Product team leader and practitioner with over 15 years of experience at every stage, from seed to Fortune 50. Passionate about fostering environments that give people the freedom to experiment, learn, and grow together. Certified Superforecaster.
I am enjoying a long-planned sabbatical which commenced after the acquisition of my last employer. I'm using this time to pursue a mix of personal and professional interests.
I am open to employment and consulting offers, whether remote or including relocation.
Great products are built by great teams: people from different backgrounds with broad experiences, skill sets, and deep customer knowledge.
They are the product of trial, error, intuition, and some luck. They are grounded in profound understanding of people's needs and wants.
They are the accumulation of rigorous decisions, informed by data but made by people closest to the user. They require craft and meticulous editing.
They deliver radical improvements over the status quo because the teams that build them are willing—and able—to go back to first principles.
I'm a product manager with over fifteen years of experience.
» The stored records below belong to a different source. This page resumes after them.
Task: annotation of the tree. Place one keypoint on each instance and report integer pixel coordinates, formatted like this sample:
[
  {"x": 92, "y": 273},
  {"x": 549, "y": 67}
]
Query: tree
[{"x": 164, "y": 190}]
I have worked with the earliest stage startups up to the largest global organizations and have been fortunate enough to see a couple exits (both acquisition and IPO). Most recently, I worked at VMware's Tanzu (formerly Pivotal) Labs, helping customers across Europe, the Middle East, and Africa adopt our PaaS products and lean product development practices to ship better software at enterprise scale.
For most of the past decade I've built and managed teams of other PMs, engineers, designers, and solution architects. I derive the most satisfaction professionally from coaching and mentoring, helping people find the true source of their talent and get the most out of it.
I'm interested in using software to make people's lives more fulfilling and their choices more meaningful. I want to help get people off their devices and more fully into the world. I want to create software that people value enough to pay for with their money, not merely with their attention or personal data.
I enjoy the craft of software because doing it well takes a team of people of different skills and perspectives. I relish the difficulty of building things that are powerful yet intuitive. Software challenges are fundamentally human challenges: understanding the needs of others, making and committing to decisions, learning and adapting, taking responsibility for the consequences of your actions. I’ve spent most of my career trying to get better at these things, and teaching others to do the same.
You can find my full resume here.
The biggest risk I see in AI is offloading the cognitively demanding but vital tasks of reasoning and decision-making. Agents are skilled at producing plausible-sounding, professional analysis. It is always tempting to take the shortcut and ask the AI to analyze a problem and produce a report. But these activities are ultimately how we learn and even decide what it is we think. I am exploring ways to train and constrain LLMs to assist in human decision-making without short-circuiting our vital cognitive role—AI as complement to our own reasoning rather than substitute.
The biggest risk to startup success is wasting limited resources on efforts that underperform—throwing good money after bad while missing better opportunities. This app (in private beta) teaches founders and their teams to apply principles of the world's best forecasters to their own product and business development activities, dramatically improving likelihood of success over time.
Personal project and dashboard to assemble my health data from multiple sources—my Oura ring, Polar chest strap, Strava account, smart scale, etc.—so I can see progress against my fitness goals and evaluate tradeoffs in exercise and diet approaches. It also produces a standardized dataset for open queries and statistical modeling.